Не требуется особого воображения, чтобы понять, что союз двух этих профессий рано или поздно должен был породить нечто весьма необычное.

После того как родственники разошлись по постелям — каждый отправился в свою, за исключением дядюшки Джорджа, разделившего ложе с кузиной Мэрион, — Чарли крадучись спустился по лестнице, проник в свою лабораторию (заброшенный сарайчик для хранения садового инвентаря), вооружился двумя мешками с углем, большей частью деталей разобранного отжимного катка и одной отверткой, затем вернулся в дом и приготовился обзавестись материалом для создания монстра.

Вывинтить шурупы оказалось несложно, а вот заставить прадеда покинуть гроб — напротив. Чарли тянул, тряс, толкал, дергал — все без толку, словно бы труп твердо решил остаться навеки в своем деревянном сюртуке и сорвать научный опыт.

Наконец Чарли решил проблему, поставив гроб на попа и вывалив прадедушку на каминный коврик, где тот и улегся, точно надоевший приживал, выставленный законным хозяином из дому. Далее наш современный Франкенштейн запихнул в гроб части катка, подоткнул их угольными мешками и вернул крышку на место, прочно прикрутив ее. Теперь нужно только перенести старикашку в совмещенный сарайчик-лабораторию, устроить его поудобнее в бочонке с маринадом и оставить приобретать качества солонины.

Чарли взвалил упрямое тело на правое плечо и, пошатываясь, двинулся по коридору.


Похороны прошли весьма успешно.

Их преподобие сказал несколько весьма лестных слов об усопшем, весьма смутив того, кто доподлинно знал, что именно готово к погребению.

— Не думайте, — произнес достойный пастор, — что мой старый друг в этом деревянном ящике. Поверьте, он отправился туда, где нет прожорливых могильных червей, нет тления и распада. Друзья, мы предаем земле то, что уже бесполезно; то, что честно исполнило свой долг и, в сущности, если можно так выразиться, отслужило свое.

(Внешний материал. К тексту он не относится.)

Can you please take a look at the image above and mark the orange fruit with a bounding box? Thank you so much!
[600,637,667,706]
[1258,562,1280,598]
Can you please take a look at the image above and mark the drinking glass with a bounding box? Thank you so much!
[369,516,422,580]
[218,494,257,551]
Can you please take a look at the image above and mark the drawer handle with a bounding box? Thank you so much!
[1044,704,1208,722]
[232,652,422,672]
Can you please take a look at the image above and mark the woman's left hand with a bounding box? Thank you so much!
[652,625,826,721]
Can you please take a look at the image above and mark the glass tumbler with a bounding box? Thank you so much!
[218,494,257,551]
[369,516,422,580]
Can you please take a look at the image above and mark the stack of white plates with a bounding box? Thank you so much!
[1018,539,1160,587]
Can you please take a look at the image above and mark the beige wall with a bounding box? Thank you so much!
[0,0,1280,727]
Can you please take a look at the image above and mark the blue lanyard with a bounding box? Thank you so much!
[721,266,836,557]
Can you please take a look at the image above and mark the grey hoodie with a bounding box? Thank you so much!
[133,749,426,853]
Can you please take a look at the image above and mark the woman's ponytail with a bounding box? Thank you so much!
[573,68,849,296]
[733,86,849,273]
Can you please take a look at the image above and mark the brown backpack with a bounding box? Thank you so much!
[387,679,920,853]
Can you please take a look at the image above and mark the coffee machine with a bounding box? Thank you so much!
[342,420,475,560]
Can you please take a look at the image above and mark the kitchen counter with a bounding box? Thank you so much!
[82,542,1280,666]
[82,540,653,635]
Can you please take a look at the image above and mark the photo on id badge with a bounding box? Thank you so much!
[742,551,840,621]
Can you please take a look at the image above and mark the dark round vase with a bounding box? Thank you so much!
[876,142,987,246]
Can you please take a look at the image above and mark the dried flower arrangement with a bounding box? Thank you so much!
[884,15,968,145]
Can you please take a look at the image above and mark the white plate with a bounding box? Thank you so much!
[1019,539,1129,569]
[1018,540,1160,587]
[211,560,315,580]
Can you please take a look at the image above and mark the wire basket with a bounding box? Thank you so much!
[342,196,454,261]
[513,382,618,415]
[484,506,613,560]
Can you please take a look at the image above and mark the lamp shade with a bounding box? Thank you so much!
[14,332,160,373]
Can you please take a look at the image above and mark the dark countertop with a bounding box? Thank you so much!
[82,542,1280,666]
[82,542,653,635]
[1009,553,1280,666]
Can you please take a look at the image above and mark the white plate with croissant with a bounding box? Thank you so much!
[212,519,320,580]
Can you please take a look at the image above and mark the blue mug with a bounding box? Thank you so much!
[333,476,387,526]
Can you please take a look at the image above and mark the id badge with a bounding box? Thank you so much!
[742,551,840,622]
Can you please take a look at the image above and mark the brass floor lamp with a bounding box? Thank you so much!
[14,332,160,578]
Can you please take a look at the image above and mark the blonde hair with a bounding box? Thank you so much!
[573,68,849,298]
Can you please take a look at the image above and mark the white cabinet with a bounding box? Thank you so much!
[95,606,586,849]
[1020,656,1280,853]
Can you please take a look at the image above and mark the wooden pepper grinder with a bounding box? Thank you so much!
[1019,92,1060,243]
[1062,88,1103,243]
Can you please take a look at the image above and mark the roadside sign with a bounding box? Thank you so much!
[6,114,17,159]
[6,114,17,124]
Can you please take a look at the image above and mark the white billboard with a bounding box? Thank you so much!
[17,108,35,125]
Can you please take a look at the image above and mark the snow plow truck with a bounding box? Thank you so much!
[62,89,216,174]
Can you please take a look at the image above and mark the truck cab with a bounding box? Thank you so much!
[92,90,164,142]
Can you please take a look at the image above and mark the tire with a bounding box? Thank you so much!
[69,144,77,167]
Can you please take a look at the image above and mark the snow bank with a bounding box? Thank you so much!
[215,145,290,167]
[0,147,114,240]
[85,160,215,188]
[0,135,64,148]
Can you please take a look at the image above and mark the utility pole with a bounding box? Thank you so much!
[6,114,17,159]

Когда гроб опускали в могилу, Чарли едва кондрашка не хватила, поскольку он услышал, как один рабочий прошептал другому:

— Слышь, Гарри, а старикашка-то там перекатывается!

Но к счастью, выслушавший столь тревожную информацию лишь пожал плечами:

— Да ну, все эти задохлики одинаковые — скажешь, нет?

Дома все насладились шикарным ранним ужином с чаем, во время которого создалось впечатление, что проводы в иной мир — неприятная, но необходимая обязанность, после исполнения которой можно и побаловать себя. Дядюшка Джордж основательно нагрузился виски, постоянно подливая себе из стоящей на буфете бутылки, и двусмысленно подмигнул кузине Мэрион. Тетушка Матильда великодушно помогала тетушке Милдред расправляться с сосисками с пюре и вдохновенно инструктировала троюродную кузину Джейн, как разливать чай.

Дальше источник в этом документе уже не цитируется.